The problem is that if doctors are judged for mistakes, there will be no medicine left. If they are accused of carrying out high-risk manipulations, doctors will stop conducting them. All practical medicine by default is a risk area - this is a job where patients suffer and even die. Is it possible to prove that a person with cancer has died, for example, due to an error in taking blood from a vein? The example seems absurd, but do not underestimate the skillful prosecutors. Doctors again and again repeat that after the precedent with Misyurina, serious patients will simply stop practicing: the doctor’s own safety will outweigh the risk of being in prison in case of the slightest mistake.

Negligence and deliberate harming with errors should not be confused - the latter commit everything, and Hippocrates spoke about the doctor’s right to make a mistake. Many medical manipulations are performed blindly, and each of them has certain risks.
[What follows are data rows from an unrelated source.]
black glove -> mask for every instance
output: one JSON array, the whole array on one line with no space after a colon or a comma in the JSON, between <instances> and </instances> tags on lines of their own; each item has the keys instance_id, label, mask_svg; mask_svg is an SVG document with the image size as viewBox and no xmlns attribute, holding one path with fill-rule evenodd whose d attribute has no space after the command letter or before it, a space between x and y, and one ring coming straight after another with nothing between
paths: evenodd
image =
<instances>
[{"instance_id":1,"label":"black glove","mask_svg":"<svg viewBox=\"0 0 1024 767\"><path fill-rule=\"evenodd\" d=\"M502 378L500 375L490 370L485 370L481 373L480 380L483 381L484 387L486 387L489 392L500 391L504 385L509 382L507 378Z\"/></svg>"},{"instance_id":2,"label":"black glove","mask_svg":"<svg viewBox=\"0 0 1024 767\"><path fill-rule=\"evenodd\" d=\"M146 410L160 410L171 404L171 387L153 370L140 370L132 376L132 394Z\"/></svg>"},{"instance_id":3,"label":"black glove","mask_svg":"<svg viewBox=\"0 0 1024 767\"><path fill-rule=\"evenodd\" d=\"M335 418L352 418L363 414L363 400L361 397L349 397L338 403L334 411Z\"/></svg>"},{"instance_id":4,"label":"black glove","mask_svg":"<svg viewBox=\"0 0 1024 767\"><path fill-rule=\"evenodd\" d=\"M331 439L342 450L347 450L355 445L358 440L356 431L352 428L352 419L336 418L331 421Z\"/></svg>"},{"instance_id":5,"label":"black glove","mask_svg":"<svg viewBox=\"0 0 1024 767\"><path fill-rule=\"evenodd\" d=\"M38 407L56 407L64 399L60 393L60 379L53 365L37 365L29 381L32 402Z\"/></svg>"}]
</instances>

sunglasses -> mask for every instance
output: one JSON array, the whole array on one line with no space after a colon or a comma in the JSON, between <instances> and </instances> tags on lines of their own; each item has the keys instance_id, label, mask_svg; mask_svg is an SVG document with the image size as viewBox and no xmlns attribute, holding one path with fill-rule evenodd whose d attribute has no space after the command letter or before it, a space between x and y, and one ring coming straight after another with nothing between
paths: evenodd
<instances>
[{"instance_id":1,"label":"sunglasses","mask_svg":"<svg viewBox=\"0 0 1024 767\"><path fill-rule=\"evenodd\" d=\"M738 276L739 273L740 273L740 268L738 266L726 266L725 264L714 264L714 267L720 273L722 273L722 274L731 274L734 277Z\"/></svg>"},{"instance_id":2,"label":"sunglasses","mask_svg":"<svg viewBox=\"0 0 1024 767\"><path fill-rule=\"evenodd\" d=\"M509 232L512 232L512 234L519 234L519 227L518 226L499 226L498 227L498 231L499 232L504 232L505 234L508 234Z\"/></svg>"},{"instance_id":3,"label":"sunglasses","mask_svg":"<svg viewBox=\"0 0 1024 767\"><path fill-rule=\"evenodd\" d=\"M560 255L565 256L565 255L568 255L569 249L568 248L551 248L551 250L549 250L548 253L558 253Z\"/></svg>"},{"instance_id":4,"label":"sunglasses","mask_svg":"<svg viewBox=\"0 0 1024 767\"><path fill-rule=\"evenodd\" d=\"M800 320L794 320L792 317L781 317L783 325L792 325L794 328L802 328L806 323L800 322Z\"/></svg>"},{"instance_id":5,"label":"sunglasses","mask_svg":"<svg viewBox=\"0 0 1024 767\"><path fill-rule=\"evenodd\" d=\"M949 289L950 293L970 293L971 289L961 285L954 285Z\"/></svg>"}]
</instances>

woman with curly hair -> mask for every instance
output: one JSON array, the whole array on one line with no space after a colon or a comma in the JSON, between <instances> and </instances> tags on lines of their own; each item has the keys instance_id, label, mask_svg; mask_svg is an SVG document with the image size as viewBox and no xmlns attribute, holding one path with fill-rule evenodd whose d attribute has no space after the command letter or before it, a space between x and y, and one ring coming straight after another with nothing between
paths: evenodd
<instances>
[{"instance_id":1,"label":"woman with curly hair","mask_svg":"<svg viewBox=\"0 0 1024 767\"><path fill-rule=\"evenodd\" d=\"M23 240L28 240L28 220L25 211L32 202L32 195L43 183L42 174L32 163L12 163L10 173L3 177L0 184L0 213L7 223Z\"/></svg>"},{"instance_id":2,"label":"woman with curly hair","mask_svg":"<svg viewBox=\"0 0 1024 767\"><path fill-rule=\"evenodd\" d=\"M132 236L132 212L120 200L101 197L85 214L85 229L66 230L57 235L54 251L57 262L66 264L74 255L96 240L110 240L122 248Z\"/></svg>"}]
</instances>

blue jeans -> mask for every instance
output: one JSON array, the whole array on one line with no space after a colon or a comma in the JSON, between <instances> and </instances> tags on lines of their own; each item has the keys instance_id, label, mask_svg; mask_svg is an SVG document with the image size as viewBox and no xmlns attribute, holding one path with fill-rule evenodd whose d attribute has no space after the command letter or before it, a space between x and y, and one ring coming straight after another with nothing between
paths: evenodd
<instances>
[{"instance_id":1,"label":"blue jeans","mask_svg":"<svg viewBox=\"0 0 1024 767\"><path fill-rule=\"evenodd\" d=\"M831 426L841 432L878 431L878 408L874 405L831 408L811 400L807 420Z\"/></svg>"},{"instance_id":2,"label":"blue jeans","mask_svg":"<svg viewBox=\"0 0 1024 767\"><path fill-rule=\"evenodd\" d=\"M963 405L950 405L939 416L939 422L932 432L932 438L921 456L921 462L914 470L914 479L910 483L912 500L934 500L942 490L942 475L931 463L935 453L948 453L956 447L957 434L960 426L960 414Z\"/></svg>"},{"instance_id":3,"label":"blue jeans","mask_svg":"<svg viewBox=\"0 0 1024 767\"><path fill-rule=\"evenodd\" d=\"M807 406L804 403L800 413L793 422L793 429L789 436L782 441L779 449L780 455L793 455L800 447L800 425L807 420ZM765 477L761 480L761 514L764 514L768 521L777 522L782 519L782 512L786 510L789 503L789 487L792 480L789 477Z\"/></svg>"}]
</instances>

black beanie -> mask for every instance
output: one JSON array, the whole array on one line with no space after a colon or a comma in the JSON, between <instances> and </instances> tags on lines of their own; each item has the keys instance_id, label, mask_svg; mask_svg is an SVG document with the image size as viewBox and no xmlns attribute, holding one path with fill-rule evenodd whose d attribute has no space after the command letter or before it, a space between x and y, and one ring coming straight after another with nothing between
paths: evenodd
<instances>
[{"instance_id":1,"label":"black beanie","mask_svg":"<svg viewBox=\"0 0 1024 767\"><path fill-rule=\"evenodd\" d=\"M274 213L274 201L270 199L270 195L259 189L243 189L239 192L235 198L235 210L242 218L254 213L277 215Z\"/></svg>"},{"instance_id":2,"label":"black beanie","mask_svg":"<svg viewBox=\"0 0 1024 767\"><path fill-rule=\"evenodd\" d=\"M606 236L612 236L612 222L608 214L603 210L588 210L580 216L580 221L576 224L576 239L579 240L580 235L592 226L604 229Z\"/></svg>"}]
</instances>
It is impossible to refuse these procedures in such a way as to continue to diagnose, treat and save lives. It may seem that the fear of a lawsuit will make the doctor work better, but it is not. The constant fear of accusations will lead to the fact that there will be no more practicing doctors, and the consequences will be disastrous. And if, for example, we wait for a high-profile process due to the complication of vaccination, we will no longer be vaccinated and epidemics of measles or polio will break out.

Our regular expert, a gynecologist Natalia Artikova said that at one time a criminal case was opened against her father, an obstetrician-gynecologist with thirty-five years of experience. He was accused of injuring the intestinal wall during the operation - and in order to refute this accusation, it took three additional examinations. As a result, it turned out that the perforation of the intestine was not associated with medical intervention at all, the doctor was acquitted - but the year under house arrest and the unfair accusation severely undermined his health and will. For Artikova, this situation became the first swallow - she decided to leave obstetrics, and then completely abandoned any blind manipulations: “I don’t even put intrauterine contraceptives - I decided that I would work only with my head, minimizing the risks.”

Once I left practical medicine for a number of reasons: there was little pay, and I also wanted business trips and everyday use of English in my work. But one of the main concerns was the fear of responsibility: I didn’t know how I would live on if my patient died at the reception. Even if this happens without communication with the intervention, for example due to myocardial infarction, and I will do everything possible to save him. It was an irrational fear - at a dental appointment this happens very rarely - but he bothered me. Fifteen years later, I understand that everything can be even worse: a doctor can be blamed for death, to which he has no relation, and put in jail.